BABAM ULAŞTIĞINDA, YAŞIYORDU

Gençlerin bombardımana tutulduğu gece annesiyle olay yerine giden Funda, katliamdan sağ kurtulan ağabeyi Serhat’ın ambulansların gelişi engellendiği için hayatını kaybettiğine dikkat çekti. Gözyaşları içinde, “Babam olay yerine gittiğinde ağabeyim hala yaşıyordu” diyen Funda Encu, şöyle devam etti: “O gece kaymakamdan valiye, sınır karakoluna kadar açtığı telefonların hiçbirine cevap verilmedi; çağrılan ambulanslar engellendi. Oysa ağabeyimin bacağı kırık ve kafası yaralıydı. Yeşil bir kimyasal gibi bir şey atmışlardı onlara. O gece kabus gibiydi. Dayımın bedeni parçalanmıştı” dedi.

FERHAT İÇERİDE, KATİLLER DIŞARIDA

Katliamın üzerinden 6 yıl geçmesine rağmen adaletin hala yerini bulmadığını hatırlatan Encu, katillerin cezalandırılmak yerine adeta ödüllendirildiğine dikkat çekti. Türkiye yargısından artık hiçbir beklentilerinin kalmadığının altını çizen Encu, dosyanın takipsizlikle kapatılmasını kabul etmeyeceklerini vurguladı. AKP hükümetinin bunca yıldır failleri ortaya çıkartmamasının tek sebebinin kendi suçunu örtbas etme çabası olduğunu belirten Encu, “Tayyip Erdoğan katliamdan üç gün geçtikten sonra tazminattan bahsediyor. Giden can, ne tazminatı?” diye tepki gösterdi.

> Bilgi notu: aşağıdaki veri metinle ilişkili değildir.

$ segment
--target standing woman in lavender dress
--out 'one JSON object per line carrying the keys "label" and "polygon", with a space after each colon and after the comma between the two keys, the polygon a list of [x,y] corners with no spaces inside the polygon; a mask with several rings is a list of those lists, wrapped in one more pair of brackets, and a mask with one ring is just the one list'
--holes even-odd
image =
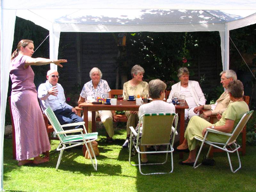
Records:
{"label": "standing woman in lavender dress", "polygon": [[[10,76],[12,82],[11,103],[15,127],[16,159],[18,165],[49,161],[39,155],[51,149],[42,112],[34,83],[35,74],[30,65],[53,63],[60,67],[66,60],[31,58],[33,41],[23,39],[18,44],[11,58]],[[34,160],[29,160],[34,157]]]}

Katliamdaki sorumlular cezalandırılacağına ağabeyi Ferhat Encu’nun hapsedildiğine işaret eden Encu, “Cizre’de 10 gün boyunca bombalar altında mahsur kalan Ferhat ağabeyim kendi halkına yardım ettiği için hapsediliyor, Serhat’ın katilleri elini kolunu sallayarak geziyor” dedi.

Dosyanın Avrupa İnsan Hakları Mahkemesi’ne taşındığını, oradan gelecek cevabı beklediklerini ifade eden Funda Encu, “Biz sınır ticaretine keyfimizden değil fakirliğimizden gittik” diyerek iki ellerinin katillerinin yakasında olduğunu vurguladı.